As it turned out, I only had the TIA in Inertia (Inert sha <- For those who don’t get the lame joke). A T.I.A also known as the “warning stroke“, is essentially a stroke that resolves itself. As such, I was not in any immediate danger but as it’s nickname suggests, I am in impending danger. Therefore, I am currently working with the doctors to stay safe.
I kept the factsheet on Ischemic Strokes from the hospital because I believe it contains information that people should know. So here are some stroke facts:
A stroke occurs when a blood clot forms and blocks the supply of blood to a part of the brain.

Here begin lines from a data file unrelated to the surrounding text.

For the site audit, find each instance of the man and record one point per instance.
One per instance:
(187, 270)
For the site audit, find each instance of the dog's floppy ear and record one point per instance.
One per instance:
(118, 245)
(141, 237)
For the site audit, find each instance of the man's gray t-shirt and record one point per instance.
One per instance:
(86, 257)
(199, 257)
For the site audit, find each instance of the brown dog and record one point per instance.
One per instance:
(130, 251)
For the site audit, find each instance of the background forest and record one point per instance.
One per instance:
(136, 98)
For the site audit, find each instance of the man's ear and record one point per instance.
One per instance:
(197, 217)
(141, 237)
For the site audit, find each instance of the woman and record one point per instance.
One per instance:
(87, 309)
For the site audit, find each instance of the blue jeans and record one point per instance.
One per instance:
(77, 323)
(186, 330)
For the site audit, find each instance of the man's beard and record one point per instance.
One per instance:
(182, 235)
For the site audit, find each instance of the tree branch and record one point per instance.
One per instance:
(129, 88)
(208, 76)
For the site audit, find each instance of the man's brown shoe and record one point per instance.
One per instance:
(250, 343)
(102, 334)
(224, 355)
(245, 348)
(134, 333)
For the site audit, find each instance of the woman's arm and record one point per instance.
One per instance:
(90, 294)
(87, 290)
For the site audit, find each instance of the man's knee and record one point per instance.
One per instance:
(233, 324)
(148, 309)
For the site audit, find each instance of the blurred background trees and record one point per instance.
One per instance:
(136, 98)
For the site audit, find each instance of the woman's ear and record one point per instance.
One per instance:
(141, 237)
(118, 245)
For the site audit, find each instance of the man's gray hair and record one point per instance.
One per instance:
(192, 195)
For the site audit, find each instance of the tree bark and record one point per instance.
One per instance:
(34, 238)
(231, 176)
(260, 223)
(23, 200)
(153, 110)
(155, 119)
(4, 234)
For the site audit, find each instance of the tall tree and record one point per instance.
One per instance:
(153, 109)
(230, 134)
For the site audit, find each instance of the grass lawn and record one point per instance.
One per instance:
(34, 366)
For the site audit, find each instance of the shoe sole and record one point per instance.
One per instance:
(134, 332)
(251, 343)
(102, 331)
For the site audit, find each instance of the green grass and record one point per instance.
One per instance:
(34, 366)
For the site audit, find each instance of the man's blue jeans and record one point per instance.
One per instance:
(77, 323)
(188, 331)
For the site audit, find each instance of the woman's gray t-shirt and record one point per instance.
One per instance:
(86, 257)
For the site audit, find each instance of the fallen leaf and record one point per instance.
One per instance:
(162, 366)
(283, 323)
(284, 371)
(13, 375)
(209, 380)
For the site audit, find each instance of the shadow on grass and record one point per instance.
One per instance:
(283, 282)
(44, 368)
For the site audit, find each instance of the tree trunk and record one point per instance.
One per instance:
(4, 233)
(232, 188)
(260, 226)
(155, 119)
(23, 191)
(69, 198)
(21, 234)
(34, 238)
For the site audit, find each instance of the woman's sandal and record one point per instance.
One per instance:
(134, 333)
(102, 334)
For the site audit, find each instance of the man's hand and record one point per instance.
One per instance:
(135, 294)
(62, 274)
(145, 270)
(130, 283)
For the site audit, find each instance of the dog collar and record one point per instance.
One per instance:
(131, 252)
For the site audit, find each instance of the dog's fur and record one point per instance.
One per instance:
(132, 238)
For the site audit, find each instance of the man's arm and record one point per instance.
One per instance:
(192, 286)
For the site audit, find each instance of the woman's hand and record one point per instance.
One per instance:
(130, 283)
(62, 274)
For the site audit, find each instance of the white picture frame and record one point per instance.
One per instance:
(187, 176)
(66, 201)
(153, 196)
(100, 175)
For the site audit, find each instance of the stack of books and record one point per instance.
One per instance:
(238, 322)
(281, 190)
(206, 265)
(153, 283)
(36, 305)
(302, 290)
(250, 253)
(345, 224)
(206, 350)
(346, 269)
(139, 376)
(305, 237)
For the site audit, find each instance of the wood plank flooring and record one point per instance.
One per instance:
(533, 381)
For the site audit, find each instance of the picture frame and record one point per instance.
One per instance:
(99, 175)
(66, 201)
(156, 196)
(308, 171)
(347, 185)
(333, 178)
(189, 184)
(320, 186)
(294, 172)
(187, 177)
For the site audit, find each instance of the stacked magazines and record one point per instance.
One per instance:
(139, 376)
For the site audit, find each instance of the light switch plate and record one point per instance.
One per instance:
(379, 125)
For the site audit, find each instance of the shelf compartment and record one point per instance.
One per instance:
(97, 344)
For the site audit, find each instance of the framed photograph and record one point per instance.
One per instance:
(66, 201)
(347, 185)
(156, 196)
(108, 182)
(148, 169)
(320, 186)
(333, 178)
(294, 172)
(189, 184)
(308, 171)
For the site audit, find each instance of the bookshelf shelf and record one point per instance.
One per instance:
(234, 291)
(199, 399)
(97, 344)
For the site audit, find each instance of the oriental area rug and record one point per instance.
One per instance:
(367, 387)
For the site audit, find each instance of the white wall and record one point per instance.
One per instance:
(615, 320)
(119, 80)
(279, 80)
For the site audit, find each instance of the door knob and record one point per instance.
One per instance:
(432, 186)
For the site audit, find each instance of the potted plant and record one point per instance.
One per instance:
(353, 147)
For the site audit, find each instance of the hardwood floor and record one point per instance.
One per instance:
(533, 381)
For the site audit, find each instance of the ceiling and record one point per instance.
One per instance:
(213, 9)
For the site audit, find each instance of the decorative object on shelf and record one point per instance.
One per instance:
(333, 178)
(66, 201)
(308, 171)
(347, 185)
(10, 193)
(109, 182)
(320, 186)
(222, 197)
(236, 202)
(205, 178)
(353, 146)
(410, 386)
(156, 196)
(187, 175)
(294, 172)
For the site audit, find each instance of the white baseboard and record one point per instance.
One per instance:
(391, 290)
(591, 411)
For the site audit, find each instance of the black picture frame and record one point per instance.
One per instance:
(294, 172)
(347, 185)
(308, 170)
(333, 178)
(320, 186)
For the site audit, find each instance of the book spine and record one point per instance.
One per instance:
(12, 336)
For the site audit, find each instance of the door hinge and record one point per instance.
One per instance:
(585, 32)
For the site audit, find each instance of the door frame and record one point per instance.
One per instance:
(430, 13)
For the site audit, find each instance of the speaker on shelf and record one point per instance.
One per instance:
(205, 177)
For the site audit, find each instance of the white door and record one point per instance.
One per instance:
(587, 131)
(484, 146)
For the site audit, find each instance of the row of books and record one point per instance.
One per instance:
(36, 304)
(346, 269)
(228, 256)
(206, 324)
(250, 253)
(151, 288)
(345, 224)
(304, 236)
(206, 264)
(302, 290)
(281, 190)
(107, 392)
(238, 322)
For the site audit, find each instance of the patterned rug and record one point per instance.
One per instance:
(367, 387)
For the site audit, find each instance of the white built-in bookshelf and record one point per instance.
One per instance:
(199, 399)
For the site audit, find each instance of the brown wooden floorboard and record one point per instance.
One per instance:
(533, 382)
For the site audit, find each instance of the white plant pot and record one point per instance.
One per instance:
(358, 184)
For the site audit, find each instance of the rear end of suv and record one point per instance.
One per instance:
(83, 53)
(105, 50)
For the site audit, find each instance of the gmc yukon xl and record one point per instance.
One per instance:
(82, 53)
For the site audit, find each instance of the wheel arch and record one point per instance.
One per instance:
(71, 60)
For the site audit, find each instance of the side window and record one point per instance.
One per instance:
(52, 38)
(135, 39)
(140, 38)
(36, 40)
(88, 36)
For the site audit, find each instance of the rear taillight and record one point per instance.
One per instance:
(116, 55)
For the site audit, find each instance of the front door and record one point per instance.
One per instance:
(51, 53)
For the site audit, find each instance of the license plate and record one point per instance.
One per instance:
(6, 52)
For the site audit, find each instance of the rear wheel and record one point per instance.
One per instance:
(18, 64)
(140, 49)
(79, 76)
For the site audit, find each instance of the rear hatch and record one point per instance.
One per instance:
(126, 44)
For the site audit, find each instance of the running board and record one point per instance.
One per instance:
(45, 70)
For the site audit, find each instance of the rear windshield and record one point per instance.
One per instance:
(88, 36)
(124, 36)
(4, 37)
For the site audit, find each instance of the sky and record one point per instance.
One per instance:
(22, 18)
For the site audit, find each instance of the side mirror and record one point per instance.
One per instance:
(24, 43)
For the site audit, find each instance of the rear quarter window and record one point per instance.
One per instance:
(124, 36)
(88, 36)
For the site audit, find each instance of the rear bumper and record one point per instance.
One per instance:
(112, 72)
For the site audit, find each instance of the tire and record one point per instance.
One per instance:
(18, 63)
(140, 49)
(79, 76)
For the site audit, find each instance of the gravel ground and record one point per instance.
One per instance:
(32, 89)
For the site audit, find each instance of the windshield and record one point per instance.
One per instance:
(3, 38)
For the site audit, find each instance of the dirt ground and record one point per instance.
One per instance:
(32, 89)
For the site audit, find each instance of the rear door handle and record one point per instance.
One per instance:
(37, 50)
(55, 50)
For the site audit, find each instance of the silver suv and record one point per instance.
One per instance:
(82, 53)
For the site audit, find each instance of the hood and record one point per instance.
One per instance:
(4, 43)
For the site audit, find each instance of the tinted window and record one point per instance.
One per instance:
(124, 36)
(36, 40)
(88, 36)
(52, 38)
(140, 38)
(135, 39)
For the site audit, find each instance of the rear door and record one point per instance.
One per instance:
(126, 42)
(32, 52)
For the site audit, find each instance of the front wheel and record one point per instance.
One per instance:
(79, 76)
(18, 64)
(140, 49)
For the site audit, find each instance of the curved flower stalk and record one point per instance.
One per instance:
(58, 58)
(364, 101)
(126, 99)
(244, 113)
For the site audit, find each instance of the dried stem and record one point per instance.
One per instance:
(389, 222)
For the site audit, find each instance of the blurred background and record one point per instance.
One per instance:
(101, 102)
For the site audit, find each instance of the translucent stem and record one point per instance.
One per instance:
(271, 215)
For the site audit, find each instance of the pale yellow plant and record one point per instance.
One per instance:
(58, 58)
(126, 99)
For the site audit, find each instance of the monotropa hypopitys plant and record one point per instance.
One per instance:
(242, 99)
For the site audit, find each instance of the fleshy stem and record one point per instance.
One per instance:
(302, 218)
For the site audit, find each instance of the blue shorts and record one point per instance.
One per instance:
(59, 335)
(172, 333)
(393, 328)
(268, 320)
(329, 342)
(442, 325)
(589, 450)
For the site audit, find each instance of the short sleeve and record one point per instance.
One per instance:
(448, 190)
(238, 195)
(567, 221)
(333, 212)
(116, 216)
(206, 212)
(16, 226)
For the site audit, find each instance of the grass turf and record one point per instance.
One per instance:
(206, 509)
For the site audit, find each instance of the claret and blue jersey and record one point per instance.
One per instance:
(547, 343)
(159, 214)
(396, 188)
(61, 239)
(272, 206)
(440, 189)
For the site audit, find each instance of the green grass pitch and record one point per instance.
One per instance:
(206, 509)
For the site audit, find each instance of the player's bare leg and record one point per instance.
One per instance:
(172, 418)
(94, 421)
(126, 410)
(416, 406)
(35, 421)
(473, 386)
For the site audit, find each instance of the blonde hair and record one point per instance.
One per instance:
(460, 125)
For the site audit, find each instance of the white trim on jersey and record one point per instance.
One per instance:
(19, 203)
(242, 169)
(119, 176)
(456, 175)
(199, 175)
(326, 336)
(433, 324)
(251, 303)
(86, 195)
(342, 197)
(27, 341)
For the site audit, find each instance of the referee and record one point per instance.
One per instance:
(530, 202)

Such a clot may form in one of two ways:
- A clot may form elsewhere in the body and travel to the brain where it gets stuck in a blood vessel. This is called an embolus or embolism.
- The clot forms over time in an artery that feeds the brain, eventually blocking it. This is called a thrombus. Thrombi may form due to thick blood and narrow or damaged arteries.
Stroke symptoms occur suddenly and they include but are not limited to:
- Weakness or numbness on one side of the body
- Trouble walking
- Problems speaking or understanding language
- Severe headache, dizziness, and unsteadiness
- Trouble seeing clearly such as double-vision
There are many diseases that can make one more susceptible to stroke, so it is important that the doctors are told of any pre-existing conditions. While treatment will vary depending on the perceived cause of a stroke, you can expect that it will always involve stroke protocol, administration of I.V fluids, pain medication as needed, anti-clot or anti-platelet medication if deemed necessary, and monitoring of blood sugar and body temperature to preempt fevers and hypo or hyper glycemia.
This information was paraphrased from the Children’s Hospital of Philadelphia’s Pediatric Stroke Program’s “Arterial Ischemic Stroke” information pamphlet.